Columnists
Riding the Ritz cracker
Did you see the news photograph a couple of years back of Vladimir Putin, shirtless, astride a horse? And—without meaning to draw you out as to your age—do you remember the infamous 1974 photograph, taken during the federal election campaign, of Robert Stanfield dropping the football—although nothing was published showing him make several successful catches?
If so, then you will be familiar with the power of photography to instill either a positive or negative image of a political leader.
And you will not be surprised—although perhaps a little more jaded—when I tell you Stephen Harper’s government has spent at least $2.3 million hiring photographers to take pictures of cabinet ministers during the first nine years of its tenure, according to figures tabled in the House of Commons. It is an incomplete count. It doesn’t include departmental salaried photographers, or partypaid photographers. But as they say, you get the picture.
The nine-year aggregate works out to over $250,000 per year; and with about 40 ministers to divide the expenditures among, that’s about $6,250 per minister per year. To make it more pedestrian, apply the $16-dollar-a glass of orange juice test—the undoing of former cabinet minister Bev Oda—and you’ll find it’s equivalent to about 390 glasses a year per minister, just a few more than one glass a day.
Just how many ways, I wonder, can you photograph a dignified-looking head-and shoulders shot of a minister for hanging in the entrance foyer to the antechamber to the outer office to the inner sanctum to the minister’s private quarters?
You have to wonder if there isn’t something more than dull portraiture at work here. For all we know, the government may be getting ready to trot out the Canada Gazette – Swimsuit Edition in time for the 2015 election, replete with month- by-month photographs of buff cabinet ministers in their sunbathing skivvies. Or, more risqué still, perhaps they’re planning to put out a pagea- day calendar during the next election entitled Ministers Without Portfolio—Or Anything Else, featuring undressed cabinet types draping smartphones or briefing books strategically over personal locations.
The ministerial photoshoot expenditures are, of course, a drop in the bucket compared with what political parties are likely to expend on photography in order to capture the images that will win our hearts and minds. So, for example, expect to see lots more photographs of a resolute Harper surveying the vast northern ice-scape as he bravely directs salvage divers where to search for the long-lost Franklin expedition.
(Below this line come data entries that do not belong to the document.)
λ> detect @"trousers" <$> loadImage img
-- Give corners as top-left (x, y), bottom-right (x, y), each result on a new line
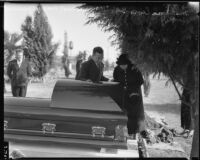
top-left (12, 85), bottom-right (27, 97)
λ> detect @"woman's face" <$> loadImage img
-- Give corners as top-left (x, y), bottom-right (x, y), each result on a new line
top-left (119, 64), bottom-right (128, 70)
The pictures that are out there now remind me of the photos of Kim Jong Un visiting some far-flung military outpost, demonstrating to a retinue of generals how to launch a nuclear warhead—“oh, Dear Leader, so the big red button is the one you push. Thank you so much for pointing it out to me: I never knew, and I’ve spent my entire career in the military”.
The Liberals will issue lots of photos of Trudeau, deep in thought as he listens to the wise thoughts of older people with wrinkles and less hair, while the NDP will picture Thomas Mulcair surrounded by a few carefully selected preschoolers whom he doesn’t frighten.
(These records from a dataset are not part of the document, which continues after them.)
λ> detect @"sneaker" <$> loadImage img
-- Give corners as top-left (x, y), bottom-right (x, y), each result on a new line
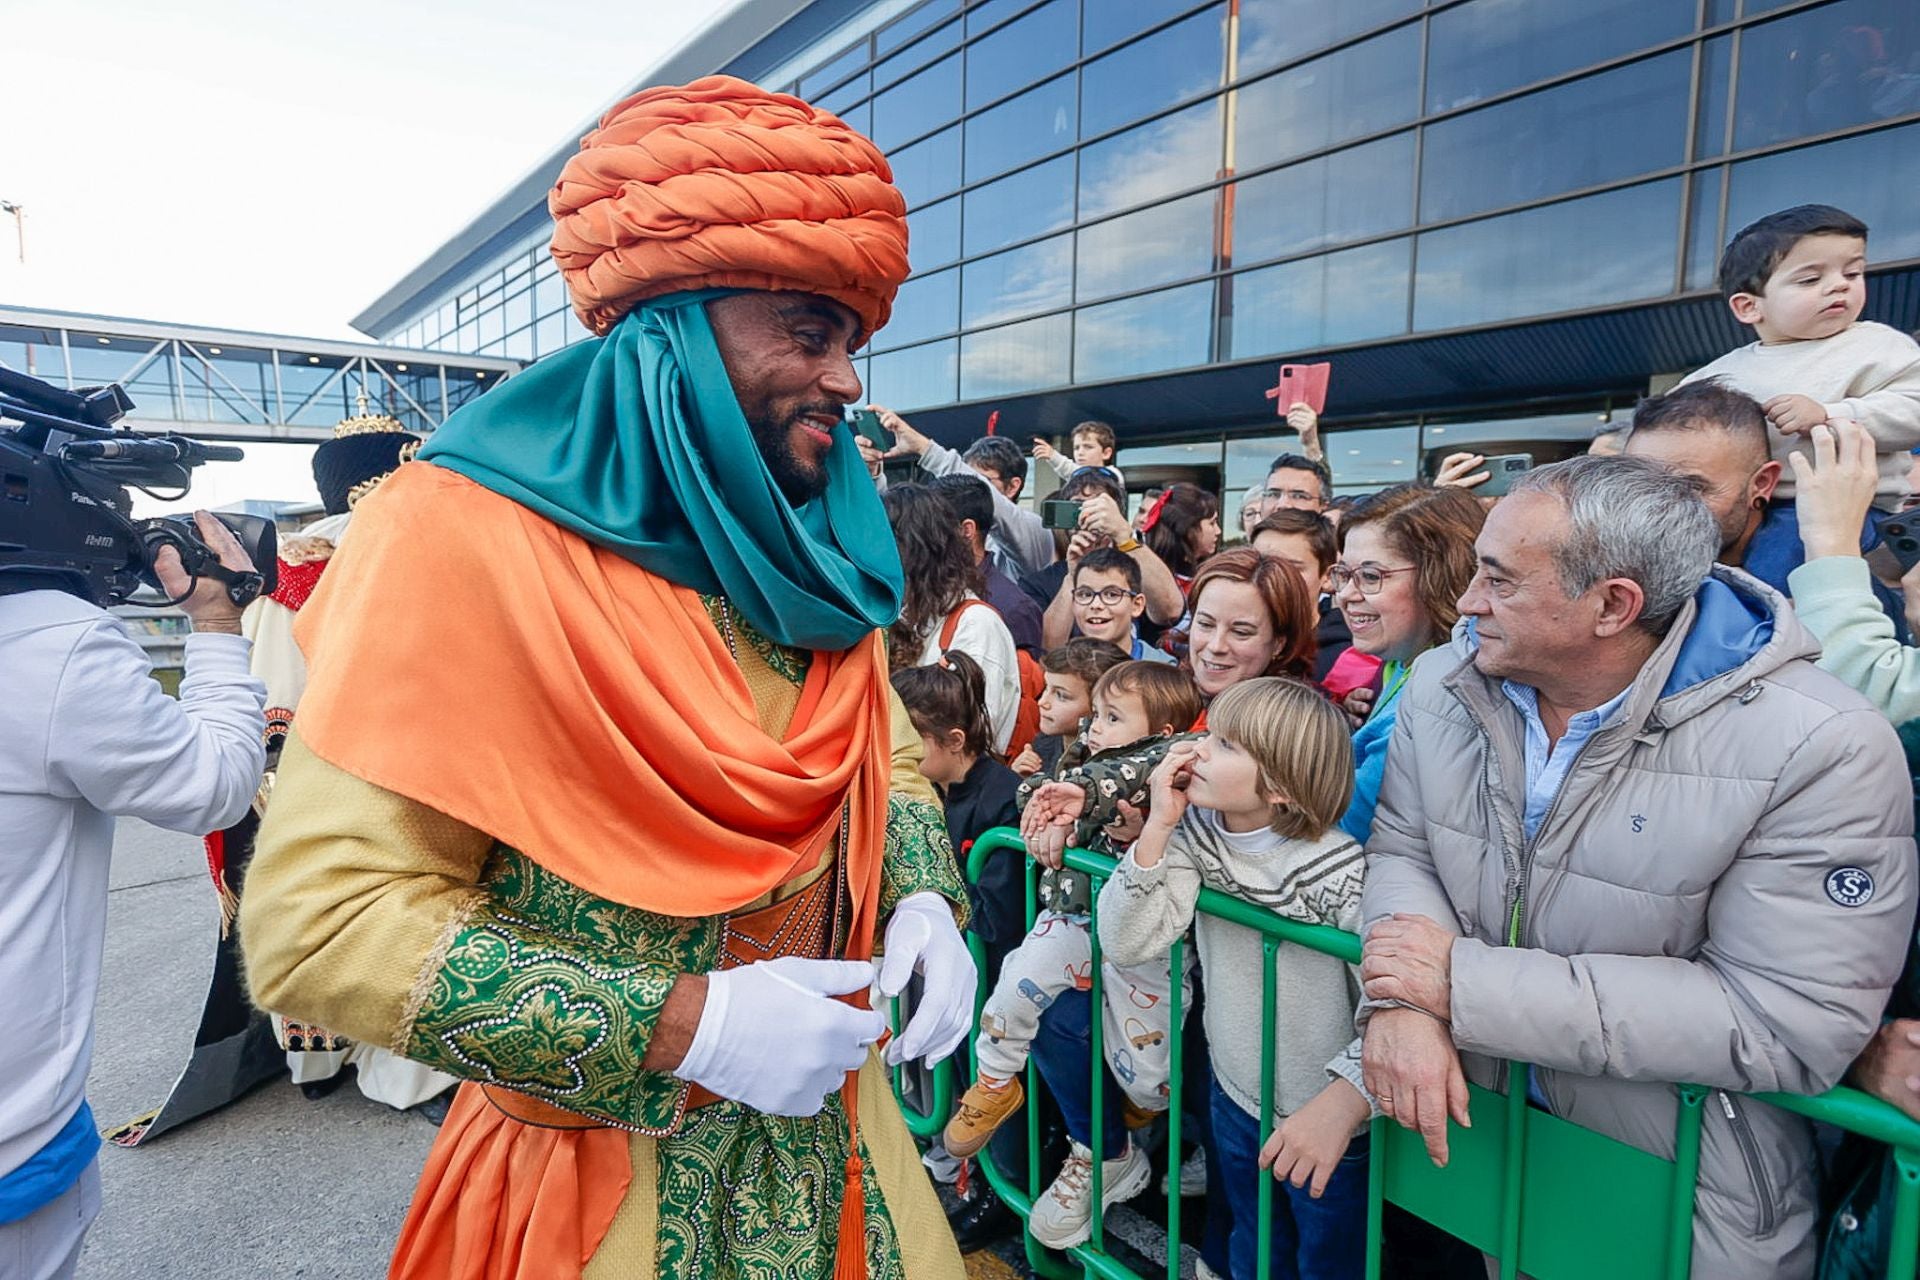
top-left (1026, 1139), bottom-right (1152, 1251)
top-left (1195, 1260), bottom-right (1225, 1280)
top-left (943, 1077), bottom-right (1024, 1159)
top-left (1162, 1145), bottom-right (1207, 1197)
Back in the good old days, we used to have to wait for days as intelligence officials pored over photographs of Chairman Mao swimming the Yangtze river at age 73 in order to figure out whether the event was faked, because in some photographs, you couldn’t see his arms in the water. And Kremlin watchers always had fun looking at official reviewing stand photographs to see how clumsily an out-of-favour communist party factotum had been excised from the official photographic record.
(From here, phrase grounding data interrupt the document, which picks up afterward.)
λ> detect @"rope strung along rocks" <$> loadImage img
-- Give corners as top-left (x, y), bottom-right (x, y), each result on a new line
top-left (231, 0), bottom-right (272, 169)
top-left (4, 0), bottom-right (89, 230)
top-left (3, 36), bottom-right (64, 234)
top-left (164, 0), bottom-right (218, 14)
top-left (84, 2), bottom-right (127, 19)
But with photoshopping software so sophisticated even an adult could master it, it is impossible to tell nowadays which picture is real and which picture is doctored. So that bare-chested shot of Vladimir Putin quickly spawned internet imitations—Putin on horseback with Barack Obama clinging to his back, Putin riding a great white shark, Putin riding on a giant Ritz cracker (yes, a giant Ritz cracker). It could be that the photo of Putin on horseback was really crafted out of a shot taken of a shirted Putin riding a donkey, or maybe a simple shot of Putin’s head was superimposed on that of someone else riding a giant Ritz cracker.
So we should be suspicious of photography employed for partisan purposes during the next election campaign. The Conservatives will doubtless show a picture of Fidel Castro holding a baby Justin Trudeau in his arms, with the slogan “Raised the Cuban way”; the Liberals will show a photograph of Thomas Mulcair wearing a Calgary Stampede cowboy hat, jeans and boots with the tag “Would you trust this man to flip a pancake, let alone run a government?”; and the NDP will display a print of Stephen Harper locked in an affectionate handshake with Mike Duffy, with the caption “Friends forever.”
But those photogaphs will just be giant Ritzcracker- style fakes, won’t they?